Cerita Tentang Bali

Sepuluh tahun yang lalu, aku dan keluarga berwisata ke Bali dengan menggunakan bus. Sepanjang perjalanan, tak jarang bus kami terperangkap dalam kemacetan. Belum lagi harus melalui Jalan Nagrek yang ngeri-ngeri sedap itu. Aktivitas yang dapat dilakukan hanyalah mendengarkan musik lewat walkmen, tidur berjam-jam, sampai menahan pipis karena AC bus yang sangat dingin.
     
Perjalanan pun ditempuh selama kurang lebih 30 jam. Kami diberi kesempatan untuk sikat gigi dan mandi saat bus stop di rest area untuk sarapan, makan siang, dan makan malam. Sesampainya di Pelabuhan Ketapang, kami harus naik ferry untuk mencapai Pulau Dewata.
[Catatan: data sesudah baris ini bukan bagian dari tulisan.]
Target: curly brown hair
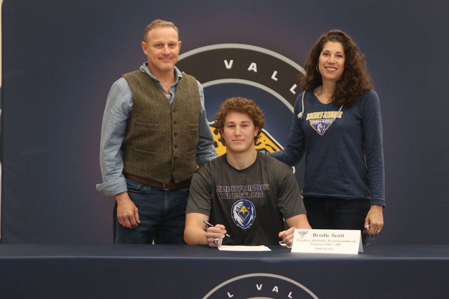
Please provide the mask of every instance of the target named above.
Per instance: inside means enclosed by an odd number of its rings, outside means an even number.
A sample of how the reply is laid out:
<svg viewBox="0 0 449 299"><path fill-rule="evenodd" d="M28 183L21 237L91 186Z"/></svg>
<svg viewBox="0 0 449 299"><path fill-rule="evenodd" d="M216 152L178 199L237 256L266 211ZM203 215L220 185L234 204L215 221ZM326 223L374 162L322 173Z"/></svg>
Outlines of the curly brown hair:
<svg viewBox="0 0 449 299"><path fill-rule="evenodd" d="M365 55L349 35L340 30L329 31L315 43L305 64L306 74L299 78L299 84L304 90L313 90L323 84L316 67L321 51L328 41L340 43L346 56L344 70L334 90L332 101L339 106L351 105L357 101L364 90L374 89L374 87L366 69Z"/></svg>
<svg viewBox="0 0 449 299"><path fill-rule="evenodd" d="M228 99L222 104L220 111L215 116L214 126L219 129L221 135L222 130L224 128L226 117L231 112L244 113L252 121L254 126L258 128L259 132L254 138L254 143L255 144L260 137L262 128L265 125L265 117L262 110L252 100L240 97L234 97Z"/></svg>

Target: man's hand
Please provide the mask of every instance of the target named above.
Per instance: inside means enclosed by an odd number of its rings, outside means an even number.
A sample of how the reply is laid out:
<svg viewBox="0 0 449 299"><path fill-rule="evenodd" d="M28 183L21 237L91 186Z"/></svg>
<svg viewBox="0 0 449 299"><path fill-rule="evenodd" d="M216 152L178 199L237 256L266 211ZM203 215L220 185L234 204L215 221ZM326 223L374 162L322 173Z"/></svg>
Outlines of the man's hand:
<svg viewBox="0 0 449 299"><path fill-rule="evenodd" d="M117 201L117 219L119 223L128 228L134 228L140 223L137 208L132 202L127 192L115 195Z"/></svg>
<svg viewBox="0 0 449 299"><path fill-rule="evenodd" d="M226 230L224 226L222 224L217 224L214 227L208 227L206 231L206 238L208 239L208 245L210 247L218 247L222 245L222 241L226 234ZM215 243L215 239L218 238L220 239L219 244Z"/></svg>
<svg viewBox="0 0 449 299"><path fill-rule="evenodd" d="M291 247L293 244L293 234L295 229L295 227L290 227L286 231L279 233L279 237L282 239L282 243L285 243L289 247Z"/></svg>
<svg viewBox="0 0 449 299"><path fill-rule="evenodd" d="M305 214L300 214L290 217L288 219L285 219L285 222L290 228L286 231L280 232L279 233L279 237L282 239L282 242L285 243L289 247L291 247L293 245L293 239L295 229L312 229L309 224L309 222L307 221L307 217Z"/></svg>
<svg viewBox="0 0 449 299"><path fill-rule="evenodd" d="M384 216L382 210L384 207L373 204L371 206L366 218L365 219L365 226L369 226L369 230L366 232L367 235L378 234L384 226Z"/></svg>

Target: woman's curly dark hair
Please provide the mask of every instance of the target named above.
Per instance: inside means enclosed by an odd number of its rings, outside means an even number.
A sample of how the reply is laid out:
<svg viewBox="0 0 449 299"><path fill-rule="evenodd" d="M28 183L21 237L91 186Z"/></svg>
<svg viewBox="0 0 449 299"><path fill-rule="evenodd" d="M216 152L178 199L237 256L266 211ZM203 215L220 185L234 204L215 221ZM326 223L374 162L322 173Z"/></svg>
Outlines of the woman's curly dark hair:
<svg viewBox="0 0 449 299"><path fill-rule="evenodd" d="M222 104L220 110L215 116L214 127L222 131L224 128L226 117L231 112L244 113L249 117L254 126L259 129L257 136L254 138L254 144L260 136L260 132L265 125L263 113L252 100L241 97L234 97L226 100ZM223 138L222 138L223 139Z"/></svg>
<svg viewBox="0 0 449 299"><path fill-rule="evenodd" d="M317 72L316 67L321 51L328 41L340 43L345 56L344 70L334 90L332 101L339 106L351 105L357 102L364 90L374 89L374 87L366 69L365 55L359 50L352 39L341 30L331 30L316 42L305 64L306 74L299 78L299 84L304 90L313 90L323 84L321 75Z"/></svg>

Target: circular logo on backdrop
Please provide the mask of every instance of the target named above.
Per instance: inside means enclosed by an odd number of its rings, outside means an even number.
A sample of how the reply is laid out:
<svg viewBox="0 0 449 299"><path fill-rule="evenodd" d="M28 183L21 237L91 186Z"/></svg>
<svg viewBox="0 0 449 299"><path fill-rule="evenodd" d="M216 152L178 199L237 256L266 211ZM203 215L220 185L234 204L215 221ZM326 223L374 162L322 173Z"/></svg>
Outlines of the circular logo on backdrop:
<svg viewBox="0 0 449 299"><path fill-rule="evenodd" d="M263 298L290 299L318 297L292 279L269 273L251 273L234 277L219 285L203 299Z"/></svg>
<svg viewBox="0 0 449 299"><path fill-rule="evenodd" d="M255 207L249 200L237 200L231 208L231 216L237 226L243 229L248 228L255 219Z"/></svg>
<svg viewBox="0 0 449 299"><path fill-rule="evenodd" d="M213 120L227 98L253 100L266 121L256 149L265 152L282 148L286 142L295 101L301 92L297 79L304 69L291 59L260 47L219 44L194 49L179 56L177 66L202 84L208 118ZM218 130L211 127L219 155L225 152Z"/></svg>

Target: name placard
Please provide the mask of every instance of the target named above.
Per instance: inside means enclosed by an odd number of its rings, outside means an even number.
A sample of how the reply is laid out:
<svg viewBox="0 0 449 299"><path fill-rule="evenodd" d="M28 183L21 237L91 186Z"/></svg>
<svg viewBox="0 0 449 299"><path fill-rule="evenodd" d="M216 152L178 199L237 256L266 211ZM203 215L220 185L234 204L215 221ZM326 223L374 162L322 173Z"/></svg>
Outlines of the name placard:
<svg viewBox="0 0 449 299"><path fill-rule="evenodd" d="M292 252L357 254L363 252L360 231L296 229Z"/></svg>

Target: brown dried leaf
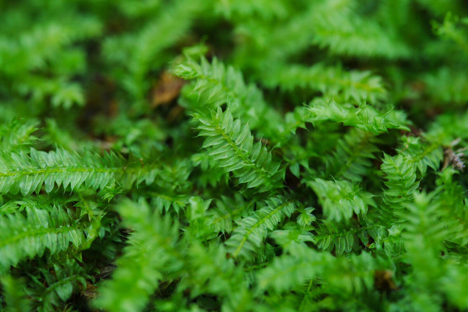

Setelah berjam-jam terombang-ambing di Selat Bali, akhirnya kami sampai di Pelabuhan Gilimanuk. Apakah perjalanan sudah usai? Belum!
            
Perjalanan menuju Kota Denpasar memakan waktu 2 jam. Kami pun tiba di hotel menjelang malam hari. Setelah pembagian kunci kamar, kami langsung beristirahat saking capeknya. Anak-anakku yang waktu itu masih berumur 11 dan 12 tahun langsung bersin, flu, dan pilek. Padahal besok kami sudah harus mengikuti rangkaian acara tur di Bali. Tapi justru malah tumbang karena saking lama di perjalanan.
          
Ujung-ujungnya, liburan di Bali menjadi kurang menyenangkan karena harus memakai jaket di pantai, selektif memilih makanan, sampai istirahat lebih cepat karena kondisi badan yang drop. Belum lagi membayangkan perjalanan pulang yang akan ditempuh selama 30 jam lagi. Rasanya sudah tidak sanggup lagi. Liburan yang seharusnya diisi dengan senyuman, justru diakhiri dengan wajah pias dan pucat karena kurang tidur.
            
Untungnya, AirAsia hadir di Indonesia untuk mewujudkan mimpi masyarakat Indonesia untuk dapat terbang. Semboyan “Now Everyone Can Fly” memang bukan hanya pemanis semata, tetapi juga dirasakan oleh kami sekeluarga. Delapan tahun kemudian, kami pergi berlibur kembali ke Bali. Berkat promo AirAsia, kami sekeluarga bisa naik pesawat pertama kalinya ke Bali! Hanya dengan 2 jam 10 menit, kami sudah tiba di Bandara Internasional Ngurah Rai, Bali.
        
Ketika pesawat tiba siang hari, sorenya kami sudah bisa berjalan-jalan di Kuta sambil melihat suasana malam yang indah. Waktu yang terbuang dalam perjalanan lebih sedikit dan kami pun bisa lebih puas mengeksplorasi berbagai wisata menarik yang ada di Bali. Tidak ada lagi bayang-bayang perjalanan 30 jam yang melelahkan, tapi kegembiraan dan keceriaan keluarga yang bisa didapat dengan maksimal.
             
AirAsia memang mampu mengubah hidup kami sekeluarga. Jika dulu pesawat dianggap sebagai barang mewah yang hanya bisa dinaiki oleh orang yang mempunyai banyak uang, sekarang pesawat adalah alat transportasi yang mampu mewujudkan banyak mimpi. Tatkala memasuki kabin pesawat, aku melihat ada rona muka bahagia yang menceritakan rencana perjalanan mereka. Destinasi boleh sama, tapi kenangan dan kisah perjalanan yang ditempuh mempunyai nilai berharga tersendiri bagi para traveler.
            
Terima kasih AirAsia karena telah mewujudkan mimpi saya, keluarga, dan jutaan orang lainnya yang berhasil terbang karena promo hemat yang ditawarkan. Saya tidak bisa membayangkan seandainya AirAsia tidak ada, mungkin Bali hanya dapat ditempuh selama 30 jam dengan oleh-oleh pinggang encok, mata panda, serta kaki kesemutan. Kini pulang dari Bali, aku membawa sarung, kerajinan tangan, dan oleh-oleh untuk sanak saudara di rumah.
          
Semoga AirAsia terus mengudara dan menjadi pilihan utama keluarga Indonesia dalam menjelajahi Indonesia dan dunia!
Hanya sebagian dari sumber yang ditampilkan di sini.